Regardless of their abilities, students may experience a number of problems that can potentially hinder school success. The school social worker is in a unique position to be a non-threatening, kind, and compassionate individual who does not serve as an authority figure. These qualities facilitate the development of trust, rapport, and honest communication essential to helping students overcome the issues that may be negatively affecting them.

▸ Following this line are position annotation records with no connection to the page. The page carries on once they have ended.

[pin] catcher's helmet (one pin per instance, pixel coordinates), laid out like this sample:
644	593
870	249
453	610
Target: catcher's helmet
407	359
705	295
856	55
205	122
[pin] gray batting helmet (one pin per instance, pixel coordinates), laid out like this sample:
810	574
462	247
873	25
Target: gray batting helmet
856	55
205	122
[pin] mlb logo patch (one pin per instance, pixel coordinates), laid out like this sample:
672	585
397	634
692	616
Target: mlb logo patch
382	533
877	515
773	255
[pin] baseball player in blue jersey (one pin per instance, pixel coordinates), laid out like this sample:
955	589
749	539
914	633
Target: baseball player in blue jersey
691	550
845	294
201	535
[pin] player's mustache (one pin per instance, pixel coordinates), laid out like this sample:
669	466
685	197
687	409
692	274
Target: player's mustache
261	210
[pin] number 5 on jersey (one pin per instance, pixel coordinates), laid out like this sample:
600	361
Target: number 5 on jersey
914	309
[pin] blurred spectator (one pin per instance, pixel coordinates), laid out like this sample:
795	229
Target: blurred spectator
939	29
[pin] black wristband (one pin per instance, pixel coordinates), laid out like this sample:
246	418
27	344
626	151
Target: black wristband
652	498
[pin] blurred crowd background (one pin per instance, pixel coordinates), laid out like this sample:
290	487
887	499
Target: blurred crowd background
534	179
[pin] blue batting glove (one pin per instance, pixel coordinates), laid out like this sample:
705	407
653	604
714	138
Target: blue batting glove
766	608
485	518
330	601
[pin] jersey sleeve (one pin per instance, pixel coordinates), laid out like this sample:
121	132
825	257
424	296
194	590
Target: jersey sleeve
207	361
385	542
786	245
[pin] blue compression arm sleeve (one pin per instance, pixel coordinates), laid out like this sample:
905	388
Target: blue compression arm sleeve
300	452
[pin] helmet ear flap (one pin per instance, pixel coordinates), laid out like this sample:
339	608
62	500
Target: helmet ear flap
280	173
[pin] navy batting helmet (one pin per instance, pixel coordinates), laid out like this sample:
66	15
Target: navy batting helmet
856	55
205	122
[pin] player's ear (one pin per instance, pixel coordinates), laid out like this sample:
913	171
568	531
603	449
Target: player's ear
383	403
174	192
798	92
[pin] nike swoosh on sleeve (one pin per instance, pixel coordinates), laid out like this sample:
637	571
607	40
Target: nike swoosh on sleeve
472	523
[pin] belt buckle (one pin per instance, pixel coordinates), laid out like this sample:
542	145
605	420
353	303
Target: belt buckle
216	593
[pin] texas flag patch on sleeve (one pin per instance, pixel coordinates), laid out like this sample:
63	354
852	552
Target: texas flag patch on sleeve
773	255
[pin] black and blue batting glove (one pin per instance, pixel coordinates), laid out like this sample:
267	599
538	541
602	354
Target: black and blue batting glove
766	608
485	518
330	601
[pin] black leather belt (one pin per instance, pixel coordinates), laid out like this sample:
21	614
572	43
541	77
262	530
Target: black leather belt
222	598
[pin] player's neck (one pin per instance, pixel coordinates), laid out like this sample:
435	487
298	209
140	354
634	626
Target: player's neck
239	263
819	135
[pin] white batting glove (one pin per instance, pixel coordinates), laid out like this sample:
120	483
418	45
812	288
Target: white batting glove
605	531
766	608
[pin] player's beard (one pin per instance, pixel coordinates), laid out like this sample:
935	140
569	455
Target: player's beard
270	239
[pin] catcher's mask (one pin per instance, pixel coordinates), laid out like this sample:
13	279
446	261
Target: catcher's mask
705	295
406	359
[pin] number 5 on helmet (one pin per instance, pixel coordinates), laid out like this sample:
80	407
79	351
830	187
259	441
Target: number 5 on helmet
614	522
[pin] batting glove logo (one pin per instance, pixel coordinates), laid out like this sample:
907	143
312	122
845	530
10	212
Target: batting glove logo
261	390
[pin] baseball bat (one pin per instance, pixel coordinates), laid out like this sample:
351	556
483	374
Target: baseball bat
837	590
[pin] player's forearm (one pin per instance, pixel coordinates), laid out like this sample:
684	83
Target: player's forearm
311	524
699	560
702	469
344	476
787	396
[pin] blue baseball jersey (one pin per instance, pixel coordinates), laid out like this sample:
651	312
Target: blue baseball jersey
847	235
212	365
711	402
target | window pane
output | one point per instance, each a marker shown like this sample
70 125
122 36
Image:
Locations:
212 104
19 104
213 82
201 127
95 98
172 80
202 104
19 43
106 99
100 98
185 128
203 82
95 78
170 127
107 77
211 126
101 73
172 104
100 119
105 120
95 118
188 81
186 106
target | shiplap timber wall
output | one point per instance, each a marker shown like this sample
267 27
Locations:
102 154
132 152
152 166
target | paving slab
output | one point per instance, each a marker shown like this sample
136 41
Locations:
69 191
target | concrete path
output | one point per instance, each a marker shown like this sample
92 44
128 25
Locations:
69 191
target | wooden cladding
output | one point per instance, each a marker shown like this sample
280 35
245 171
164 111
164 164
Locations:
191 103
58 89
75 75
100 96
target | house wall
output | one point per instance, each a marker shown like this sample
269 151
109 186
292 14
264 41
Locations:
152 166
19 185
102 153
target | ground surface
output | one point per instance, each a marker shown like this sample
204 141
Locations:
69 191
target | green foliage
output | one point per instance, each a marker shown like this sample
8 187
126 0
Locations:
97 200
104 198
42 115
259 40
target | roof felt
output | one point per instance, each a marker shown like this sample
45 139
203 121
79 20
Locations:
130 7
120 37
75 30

As advocates and liaisons for students, social workers provide numerous and varied services. Among these are: assisting children who are having difficulty utilizing the resources of the school, helping to create a school climate that encourages all children to participate effectively in the educational process, supporting efforts to facilitate change that leads to student success, connecting students and families with community resources, attempting to strengthen families in order that their children may better benefit from the education provided them and working flexibly with building administrators and staff to meet the needs and mission of the building. Additional services may also involve mediating student conflicts, helping students cope (in healthy ways) with the many stresses and changes they experience and providing individual counseling to help students with issues such as grief, self-esteem, attendance, and self-defeating beliefs and behaviors that get in the way of school performance and success.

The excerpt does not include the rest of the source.